Andrew Joss: Enterprises today recognise that the cloud is integral to their digital transformation. Cloud adoption is growing exponentially, and it is a pivotal enabler to many digital transformations. The choice in cloud providers is also growing, with many organisations defaulting to a multi-cloud provider strategy. As organisations move to the cloud, they need intelligent, and automated solutions and that operate in multi-cloud environments. Over 80%of workloads are expected to be run in the cloud this year, and the same number are expected to move between clouds. At the same time, organisations moving to the cloud are consolidating and modernising their traditional on-premises data warehouses and data lakes to take advantage of the agility, flexibility and operational efficiencies associated with cloud solutions. Cloud and analytics modernisation often go hand-in-hand.
As you look to modernise analytics in the cloud there are three essential pillars, built on a foundation of artificial intelligence and machine learning:
- Data Integration: Intelligent, automated, cloud-native data integration capabilities that operate across on-premises and multi-cloud environments.
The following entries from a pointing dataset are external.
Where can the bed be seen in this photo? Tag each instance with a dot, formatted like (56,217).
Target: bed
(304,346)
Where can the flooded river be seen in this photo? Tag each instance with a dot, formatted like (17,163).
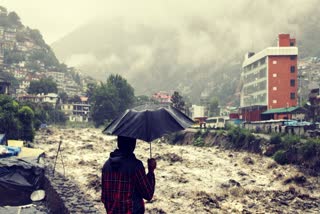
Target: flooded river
(190,179)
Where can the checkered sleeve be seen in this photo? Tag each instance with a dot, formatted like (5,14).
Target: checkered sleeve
(145,182)
(103,189)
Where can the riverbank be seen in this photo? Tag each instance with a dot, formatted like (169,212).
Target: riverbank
(190,179)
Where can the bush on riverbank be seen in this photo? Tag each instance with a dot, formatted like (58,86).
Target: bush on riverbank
(290,149)
(285,149)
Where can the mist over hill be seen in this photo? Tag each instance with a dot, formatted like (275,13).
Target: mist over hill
(191,52)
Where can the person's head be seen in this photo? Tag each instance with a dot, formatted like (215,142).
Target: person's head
(126,144)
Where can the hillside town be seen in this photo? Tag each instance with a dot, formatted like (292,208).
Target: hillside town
(258,152)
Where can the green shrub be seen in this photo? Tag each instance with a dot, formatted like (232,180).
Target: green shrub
(240,137)
(275,139)
(290,141)
(198,141)
(310,149)
(281,157)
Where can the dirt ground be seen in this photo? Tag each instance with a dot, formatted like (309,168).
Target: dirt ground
(190,179)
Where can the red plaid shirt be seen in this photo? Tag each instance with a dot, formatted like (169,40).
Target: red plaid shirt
(122,191)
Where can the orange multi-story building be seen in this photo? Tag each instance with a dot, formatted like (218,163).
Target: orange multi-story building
(269,79)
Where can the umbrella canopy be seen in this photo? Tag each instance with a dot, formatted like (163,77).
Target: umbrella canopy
(149,123)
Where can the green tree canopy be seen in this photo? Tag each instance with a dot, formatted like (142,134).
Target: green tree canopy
(110,99)
(213,107)
(177,101)
(123,90)
(45,85)
(14,19)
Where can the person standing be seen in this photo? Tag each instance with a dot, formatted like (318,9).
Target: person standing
(124,181)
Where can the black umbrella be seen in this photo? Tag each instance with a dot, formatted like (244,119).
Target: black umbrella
(148,123)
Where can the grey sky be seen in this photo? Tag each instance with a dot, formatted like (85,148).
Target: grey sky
(56,18)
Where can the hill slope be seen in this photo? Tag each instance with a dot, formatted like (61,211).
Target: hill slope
(195,55)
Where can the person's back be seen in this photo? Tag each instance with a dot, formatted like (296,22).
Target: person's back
(124,181)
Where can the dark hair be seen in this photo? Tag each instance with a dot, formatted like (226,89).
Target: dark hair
(126,144)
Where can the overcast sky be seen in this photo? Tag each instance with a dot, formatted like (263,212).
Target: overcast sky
(56,18)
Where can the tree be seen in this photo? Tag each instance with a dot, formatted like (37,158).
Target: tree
(45,85)
(177,101)
(74,99)
(110,99)
(105,104)
(26,117)
(91,87)
(123,90)
(213,107)
(9,123)
(14,19)
(63,96)
(141,100)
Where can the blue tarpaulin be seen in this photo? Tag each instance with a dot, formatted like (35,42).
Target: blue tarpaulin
(3,139)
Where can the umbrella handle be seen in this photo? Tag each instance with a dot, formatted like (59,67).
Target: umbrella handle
(150,150)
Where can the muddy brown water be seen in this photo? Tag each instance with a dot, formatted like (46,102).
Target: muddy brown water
(190,179)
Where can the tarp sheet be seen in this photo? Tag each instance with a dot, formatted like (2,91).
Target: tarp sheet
(18,179)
Capabilities such as a codeless visual interface, pre-built mappings, and elastic scaling—enable you to quickly and efficiently build data pipelines to feed your cloud data warehouse, data lake, and lake house.
- Data Quality: An enterprise data governance and quality program with intelligent, automated, cloud-native data quality ensures that the data in your cloud data warehouse, data lake, and lake house is cleansed, standardised, trusted, and secure.
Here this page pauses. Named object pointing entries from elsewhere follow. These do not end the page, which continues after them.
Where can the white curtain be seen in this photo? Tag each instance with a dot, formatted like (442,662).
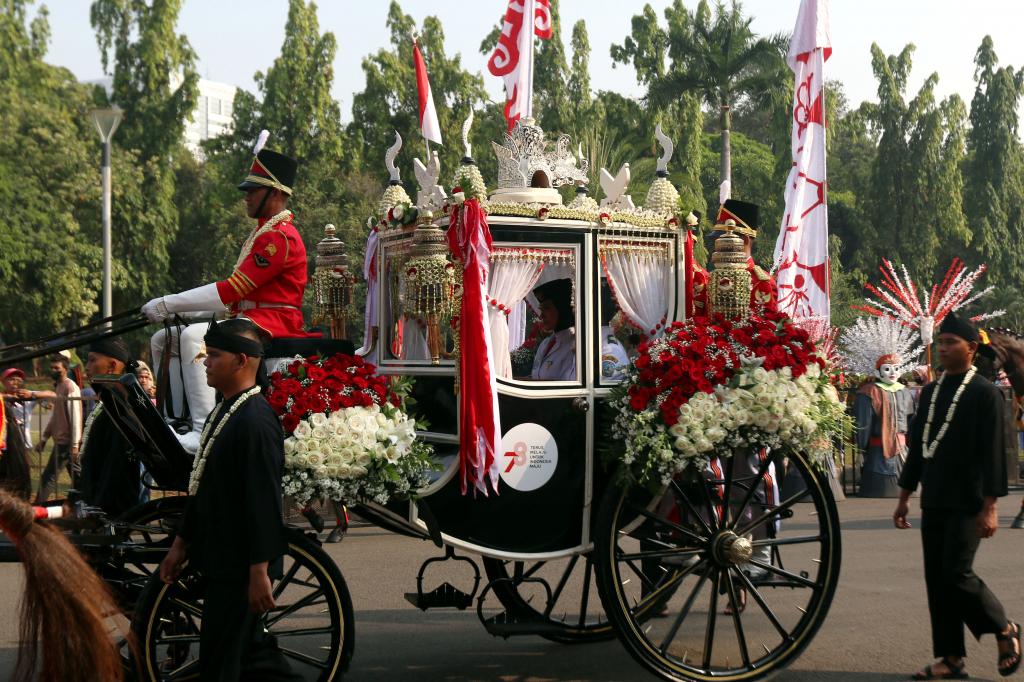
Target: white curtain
(510,281)
(640,279)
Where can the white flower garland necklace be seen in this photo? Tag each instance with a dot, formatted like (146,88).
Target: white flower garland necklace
(257,231)
(929,450)
(206,444)
(88,424)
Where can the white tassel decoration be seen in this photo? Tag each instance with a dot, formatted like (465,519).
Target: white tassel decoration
(261,140)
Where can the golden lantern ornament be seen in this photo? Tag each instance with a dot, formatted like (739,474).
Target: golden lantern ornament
(429,282)
(333,284)
(730,281)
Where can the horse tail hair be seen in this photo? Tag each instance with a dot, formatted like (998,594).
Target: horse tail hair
(66,608)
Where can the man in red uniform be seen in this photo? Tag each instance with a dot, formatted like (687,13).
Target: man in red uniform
(764,292)
(265,286)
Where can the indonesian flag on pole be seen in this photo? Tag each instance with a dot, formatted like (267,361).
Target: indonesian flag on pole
(513,58)
(802,249)
(428,115)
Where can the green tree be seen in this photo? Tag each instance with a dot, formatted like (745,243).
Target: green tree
(156,83)
(390,102)
(915,195)
(994,184)
(713,53)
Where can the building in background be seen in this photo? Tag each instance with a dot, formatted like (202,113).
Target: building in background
(212,116)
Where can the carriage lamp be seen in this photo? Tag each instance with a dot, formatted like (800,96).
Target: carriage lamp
(730,281)
(429,282)
(333,284)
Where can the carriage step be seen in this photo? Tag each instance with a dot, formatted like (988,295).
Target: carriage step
(508,625)
(444,595)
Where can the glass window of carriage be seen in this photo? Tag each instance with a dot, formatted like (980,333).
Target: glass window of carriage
(636,295)
(532,313)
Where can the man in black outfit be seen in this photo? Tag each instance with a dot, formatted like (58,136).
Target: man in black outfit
(232,528)
(956,454)
(110,478)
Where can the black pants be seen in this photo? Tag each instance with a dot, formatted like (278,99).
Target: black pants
(955,595)
(233,645)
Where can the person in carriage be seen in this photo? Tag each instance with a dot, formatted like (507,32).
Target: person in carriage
(110,478)
(265,287)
- Metadata Management: A common enterprise-wide metadata foundation enables intelligent, automated, end-to-end workstreams across your data environment, facilitates collaboration, provides visibility into end-to-end data lineage and promotes operational efficiencies.
In addition, a modern solution for data management should provide intelligent, automated, end-to-end data management that works across any cloud as well as on-premises. That way, you’re not locked in by platform choice, hand-coding or limited functionality. Instead, you’re able to reuse and leverage existing investments, ultimately future-proofing your cloud or multi-cloud solutions.